With so much uncertainty surrounding the COVID-19 crisis, it is difficult to predict how the economy will fair for the remainder of the year.
Many economists have been looking for a drop in real gross domestic product — the monetary value of all final goods and services produced — to the tune of 14% to 40% on an annualized basis in the second quarter.
Economists also predict the unemployment rate could be in double digits. (The rate jumped to 4.4% in March from 3.5% in February, matching a 50-year low.)
Given those dramatic declines, could this downturn be classified as a depression?
The question is understandable. Real GDP fell 27% during the Great Depression from 1929 through 1933 and the unemployment rate peaked at 25%.

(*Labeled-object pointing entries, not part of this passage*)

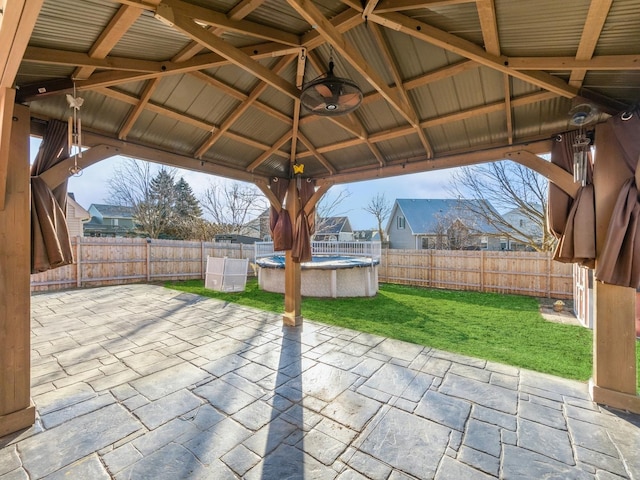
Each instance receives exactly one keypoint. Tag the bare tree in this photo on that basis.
(380, 208)
(508, 186)
(231, 205)
(130, 183)
(331, 205)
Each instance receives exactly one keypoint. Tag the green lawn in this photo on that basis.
(503, 328)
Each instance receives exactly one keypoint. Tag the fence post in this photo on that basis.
(79, 262)
(202, 266)
(148, 260)
(548, 275)
(482, 270)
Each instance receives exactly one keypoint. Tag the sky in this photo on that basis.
(92, 187)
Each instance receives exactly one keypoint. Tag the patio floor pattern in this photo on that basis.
(142, 382)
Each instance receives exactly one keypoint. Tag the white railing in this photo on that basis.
(360, 249)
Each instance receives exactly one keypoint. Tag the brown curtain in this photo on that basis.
(619, 262)
(50, 242)
(279, 220)
(572, 221)
(305, 224)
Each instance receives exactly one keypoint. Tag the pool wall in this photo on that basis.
(360, 281)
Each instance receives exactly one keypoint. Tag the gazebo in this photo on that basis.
(296, 96)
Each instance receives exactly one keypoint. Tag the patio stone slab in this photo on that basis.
(88, 467)
(352, 409)
(167, 408)
(491, 396)
(447, 411)
(519, 463)
(290, 462)
(167, 381)
(60, 446)
(414, 445)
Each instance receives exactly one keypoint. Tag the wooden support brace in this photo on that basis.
(7, 98)
(16, 410)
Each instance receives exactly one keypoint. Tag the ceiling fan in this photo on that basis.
(329, 95)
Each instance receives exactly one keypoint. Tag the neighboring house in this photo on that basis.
(258, 228)
(366, 235)
(110, 221)
(331, 229)
(440, 224)
(235, 238)
(76, 216)
(523, 223)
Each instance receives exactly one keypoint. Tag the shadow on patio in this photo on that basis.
(139, 381)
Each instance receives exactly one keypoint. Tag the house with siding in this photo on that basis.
(523, 224)
(110, 221)
(447, 224)
(76, 216)
(331, 229)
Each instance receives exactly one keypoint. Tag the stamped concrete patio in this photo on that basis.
(137, 382)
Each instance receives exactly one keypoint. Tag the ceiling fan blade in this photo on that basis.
(349, 100)
(323, 90)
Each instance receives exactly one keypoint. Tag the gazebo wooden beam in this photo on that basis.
(16, 410)
(7, 97)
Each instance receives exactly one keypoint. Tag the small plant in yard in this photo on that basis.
(502, 328)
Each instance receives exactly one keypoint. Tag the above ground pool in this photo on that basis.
(324, 276)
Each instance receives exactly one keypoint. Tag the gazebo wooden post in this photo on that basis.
(292, 271)
(16, 410)
(614, 344)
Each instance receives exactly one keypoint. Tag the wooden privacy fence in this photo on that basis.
(521, 273)
(111, 261)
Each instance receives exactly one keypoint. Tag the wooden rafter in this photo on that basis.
(386, 6)
(231, 53)
(390, 134)
(465, 48)
(325, 163)
(369, 6)
(507, 107)
(489, 25)
(137, 110)
(385, 51)
(597, 15)
(7, 97)
(271, 151)
(124, 18)
(244, 8)
(216, 19)
(16, 24)
(313, 16)
(200, 62)
(239, 111)
(181, 117)
(463, 158)
(600, 62)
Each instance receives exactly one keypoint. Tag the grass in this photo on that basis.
(502, 328)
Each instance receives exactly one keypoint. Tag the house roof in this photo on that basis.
(424, 216)
(332, 225)
(113, 211)
(441, 80)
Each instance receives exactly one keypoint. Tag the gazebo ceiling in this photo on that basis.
(217, 82)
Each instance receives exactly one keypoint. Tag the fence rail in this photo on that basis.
(109, 261)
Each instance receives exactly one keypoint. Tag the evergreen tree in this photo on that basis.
(187, 204)
(156, 214)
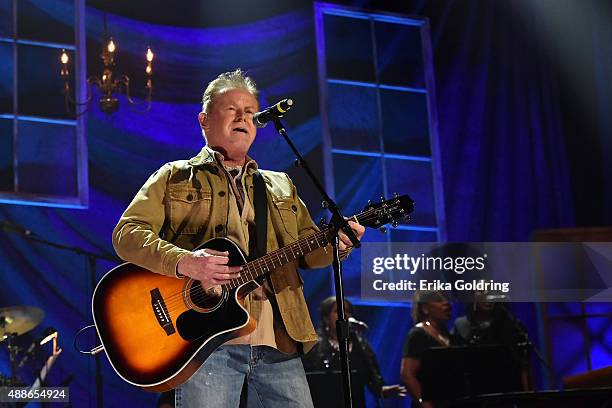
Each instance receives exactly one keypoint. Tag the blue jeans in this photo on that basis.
(273, 379)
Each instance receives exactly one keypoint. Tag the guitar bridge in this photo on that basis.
(161, 312)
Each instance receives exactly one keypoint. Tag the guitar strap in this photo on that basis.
(261, 215)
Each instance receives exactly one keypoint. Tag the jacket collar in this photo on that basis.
(208, 156)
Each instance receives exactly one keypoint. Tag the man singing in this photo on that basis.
(188, 202)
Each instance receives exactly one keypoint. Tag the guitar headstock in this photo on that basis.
(375, 215)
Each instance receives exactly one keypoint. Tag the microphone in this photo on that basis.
(10, 226)
(261, 119)
(357, 324)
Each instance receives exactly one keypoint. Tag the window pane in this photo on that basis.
(414, 178)
(559, 309)
(6, 18)
(400, 54)
(6, 155)
(348, 48)
(353, 118)
(599, 307)
(46, 20)
(47, 159)
(405, 122)
(40, 85)
(6, 78)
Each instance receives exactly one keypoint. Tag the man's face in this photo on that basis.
(228, 126)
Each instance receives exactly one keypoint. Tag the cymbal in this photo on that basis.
(19, 320)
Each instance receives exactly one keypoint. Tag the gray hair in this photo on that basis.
(227, 80)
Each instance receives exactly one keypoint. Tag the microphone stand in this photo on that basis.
(336, 223)
(92, 259)
(527, 343)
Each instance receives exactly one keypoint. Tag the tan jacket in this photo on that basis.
(185, 203)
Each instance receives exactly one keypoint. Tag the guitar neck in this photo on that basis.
(282, 256)
(373, 216)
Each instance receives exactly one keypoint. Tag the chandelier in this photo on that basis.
(109, 83)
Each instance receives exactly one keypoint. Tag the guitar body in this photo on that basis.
(158, 330)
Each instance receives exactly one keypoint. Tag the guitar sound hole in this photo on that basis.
(206, 298)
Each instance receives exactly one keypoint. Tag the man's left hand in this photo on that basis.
(345, 242)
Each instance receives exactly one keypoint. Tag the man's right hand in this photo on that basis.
(209, 267)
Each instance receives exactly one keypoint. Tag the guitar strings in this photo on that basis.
(200, 294)
(259, 262)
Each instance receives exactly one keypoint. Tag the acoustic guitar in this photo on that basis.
(157, 330)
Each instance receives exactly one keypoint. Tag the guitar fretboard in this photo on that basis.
(275, 259)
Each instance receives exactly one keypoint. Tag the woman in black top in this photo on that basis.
(431, 312)
(325, 357)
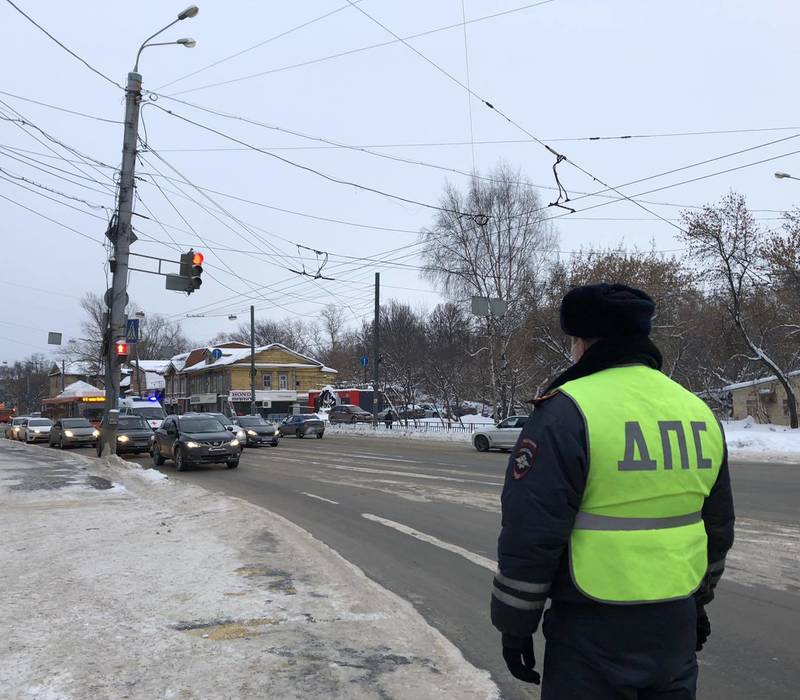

The prediction that GDP would decline 14% to 40% in the second quarter is misleading because the drop is figured on an annualized basis to show how much the contraction would be if it were sustained for an entire year.
A 14% decline in GDP on an annualized basis translates into a 3.3% drop in output for that quarter.
The upcoming downturn in the second and third quarter of this year is expected to be sharp but short.
That is a sharp contrast to the Great Depression when the economy contracted for 43 months.
While the U.S. economy is not expected to go into a depression, a two-quarter recession starting in the second quarter of this year is more likely.
The economic contraction that is expected this year is the result of a pandemic crisis rather than economic weakness or imbalances that usually precede recessions. Afterall, the U.S. economic output had grown without interruption for a record 10½ years.
Federal Reserve Chairman Jerome Powell, who was interviewed on NBC’s “Today” show the day after the U.S. Senate passed a $2 trillion pandemic relief bill, acknowledged that the economy “may well be” in a recession. But he said that this is a unique downturn.
“There is nothing fundamentally wrong with our economy,” he said.
Another reason that this recession will not be as bad as the Great Depression is the various government programs implemented after it.
For example, the unemployment insurance program provides basic income for out-of-work individuals so that they can still maintain a certain level of consumption, thus blunting the sharp reduction of income from being unemployed, and preventing the economy from going into a free fall like what happened during the Great Depression.
In addition, the relief program recently enacted puts more money into the hands of consumers and businesses, further stabilizing the economy.
All economic forecasts rely on assumptions.
The great uncertainty over the spread of COVID-19 and the timeline for when the epidemic might wane is creating greater divergence than usual among economic forecasters.
The one factor that is consistent in all forecasts is that the downturn related to COVID-19 will end — some forecasts say as soon as the third quarter — and will result in a rebound in growth.